With a bone-breaking twist, Stephen disarmed the woman and flung her from the saddle. She fell hard against the wooden planks of the bridge, the wind knocked out of her. Smiling grimly, he dismounted and confiscated her weapon. Regarding it and then her, he surmised whether she was a sheep in wolf’s clothing or a formidable opponent. Having made up his mind, he calmly swiped blood from his cheek and swabbed it across her comely though scowling face.

Other riders milled around to see what the excitement was about. Some sniggered lightly. Others, unimpressed, grumbled. Still others laughed heartily.

When at last Alais regained her breath, she did not surrender lightly. Instead she launched a scuffle bred of stubbornness, which Stephen was only too glad to accommodate. Shoving her to the flat of her back, he straddled her torso and tightened his fist around her pale and delicate throat. She kicked her feet and threw out her arms, landing several effective blows. Stephen ignored the insults, painful as they might have been, and increased the pressure. Under the chokehold, she was succumbing by degrees. The once rosy face paled. The once pretty eyes faded. The once shapely lips grimaced. She let out a final gasp, fluttered long eyelashes a final time, and went utterly limp, legs athwart and hands turned up.

“Enough, Stephen. The king won’t like it.”

Stephen glanced up. “Which one?”

“Both.”

He conceded the wisdom of his brother’s advice and opened his hand, and just as he did, something snapped. The noise seemed insignificant at first, like the splintering of an oak branch or the clap of far-distant thunder. The hammering repeated. Repeated again.

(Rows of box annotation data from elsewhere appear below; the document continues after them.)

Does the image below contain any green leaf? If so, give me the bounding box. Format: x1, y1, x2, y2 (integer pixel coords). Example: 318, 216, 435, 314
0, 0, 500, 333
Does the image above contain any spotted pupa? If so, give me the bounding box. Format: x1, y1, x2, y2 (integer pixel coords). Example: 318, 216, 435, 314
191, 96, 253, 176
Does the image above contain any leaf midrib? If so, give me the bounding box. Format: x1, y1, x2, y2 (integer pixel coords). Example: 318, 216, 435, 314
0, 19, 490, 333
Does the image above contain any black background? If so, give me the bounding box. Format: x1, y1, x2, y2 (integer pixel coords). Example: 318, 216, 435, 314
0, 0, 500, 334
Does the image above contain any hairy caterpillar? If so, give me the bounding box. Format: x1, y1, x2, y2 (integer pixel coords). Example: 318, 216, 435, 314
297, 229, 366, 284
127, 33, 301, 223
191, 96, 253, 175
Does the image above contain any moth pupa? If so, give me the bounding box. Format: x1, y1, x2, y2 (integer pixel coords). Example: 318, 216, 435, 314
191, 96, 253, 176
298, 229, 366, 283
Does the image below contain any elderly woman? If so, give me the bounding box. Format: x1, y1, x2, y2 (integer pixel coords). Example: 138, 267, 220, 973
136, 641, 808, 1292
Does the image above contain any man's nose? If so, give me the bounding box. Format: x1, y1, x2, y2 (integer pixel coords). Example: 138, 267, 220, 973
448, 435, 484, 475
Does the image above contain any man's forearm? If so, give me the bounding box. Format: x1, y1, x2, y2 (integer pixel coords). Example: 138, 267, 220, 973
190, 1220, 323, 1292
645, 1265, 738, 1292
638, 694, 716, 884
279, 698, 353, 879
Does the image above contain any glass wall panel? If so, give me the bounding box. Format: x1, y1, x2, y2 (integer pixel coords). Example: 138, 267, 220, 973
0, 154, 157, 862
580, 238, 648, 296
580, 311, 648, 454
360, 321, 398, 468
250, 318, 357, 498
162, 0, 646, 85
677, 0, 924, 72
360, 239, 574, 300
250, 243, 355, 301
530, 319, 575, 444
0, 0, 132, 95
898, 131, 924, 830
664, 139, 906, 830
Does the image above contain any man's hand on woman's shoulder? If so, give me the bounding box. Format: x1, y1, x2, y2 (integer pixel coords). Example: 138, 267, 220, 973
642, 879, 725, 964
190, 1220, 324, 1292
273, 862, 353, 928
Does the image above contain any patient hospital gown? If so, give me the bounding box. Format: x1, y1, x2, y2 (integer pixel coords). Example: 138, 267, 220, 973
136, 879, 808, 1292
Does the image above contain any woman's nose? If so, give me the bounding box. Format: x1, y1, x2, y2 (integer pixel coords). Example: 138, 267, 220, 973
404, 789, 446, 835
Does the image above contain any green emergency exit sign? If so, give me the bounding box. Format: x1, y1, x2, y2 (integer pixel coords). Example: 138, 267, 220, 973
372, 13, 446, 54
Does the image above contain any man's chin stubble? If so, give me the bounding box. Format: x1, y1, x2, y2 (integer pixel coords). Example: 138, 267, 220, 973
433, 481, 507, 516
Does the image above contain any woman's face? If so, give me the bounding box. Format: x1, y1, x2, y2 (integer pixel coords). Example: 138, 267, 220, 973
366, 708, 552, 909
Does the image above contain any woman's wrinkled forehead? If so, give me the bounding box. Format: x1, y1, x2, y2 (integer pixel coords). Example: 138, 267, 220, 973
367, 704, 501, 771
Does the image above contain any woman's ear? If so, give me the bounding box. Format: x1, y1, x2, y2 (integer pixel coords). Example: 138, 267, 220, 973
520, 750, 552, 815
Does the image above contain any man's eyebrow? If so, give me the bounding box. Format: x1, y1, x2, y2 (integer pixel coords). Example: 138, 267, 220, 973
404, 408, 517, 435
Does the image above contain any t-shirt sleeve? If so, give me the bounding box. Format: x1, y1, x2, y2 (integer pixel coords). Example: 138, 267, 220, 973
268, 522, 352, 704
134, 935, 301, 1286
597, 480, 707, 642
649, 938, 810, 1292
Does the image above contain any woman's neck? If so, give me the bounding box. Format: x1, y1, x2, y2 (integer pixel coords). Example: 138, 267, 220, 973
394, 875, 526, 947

Drake looked around for the source but found none, only the curious alertness of everyone else. The crunching wasn’t merely a sound. It was a vibration, a shudder, a shiver that threw him and the steed beneath him off balance. The palfrey whickered, shook his head, stamped his hoofs. Shouting went up. Horses bucked. Men scrambled for safety.

Drake met his brother’s eyes and saw alarm in them.

The rumbling increased in volume. The river churned. A tremor traveled the length of the bridge like a galloping horse. Someone cried out. Other voices joined in. A chorus of voices wailed in terror. The bridge visibly began to sway. Wood creaked. Something heavy settled with a lurch followed by a sickening thrust. The bridge let off a final groan, low-pitched and mournful.

Everything happened at once. Panic took hold. Horses bolted willy-nilly, throwing off riders and bowling over men. The railing broke apart and splashed into the river. Seeing a way out, many jumped into the waters. Others were tossed aside like so much wreckage and waste.

Only then did Drake understand the magnitude. Under the weight of men, horses, and wagons, the bridge was collapsing.

Stephen rolled onto his back. In a sluggish pile of arms and legs, the would-be assassin followed, the two locked together in a death grip. Stretching out a hand, Drake tried to reach them, but with a dying gasp, the bridge heaved. The distance separating twin from twin widened. Stephen took a last look at his brother before pylons gave way and the bridge began to sink, taking on water and regurgitating mangled bodies.

A final explosion thrust the middle of the bridge upward like a rising pyramid and sent the far sections sinking beneath crushing weight. Stephen splashed into the stygian river, taking with him as bride to groom Alais de Capét, comtesse of Vexin, princess of France, and king’s future queen.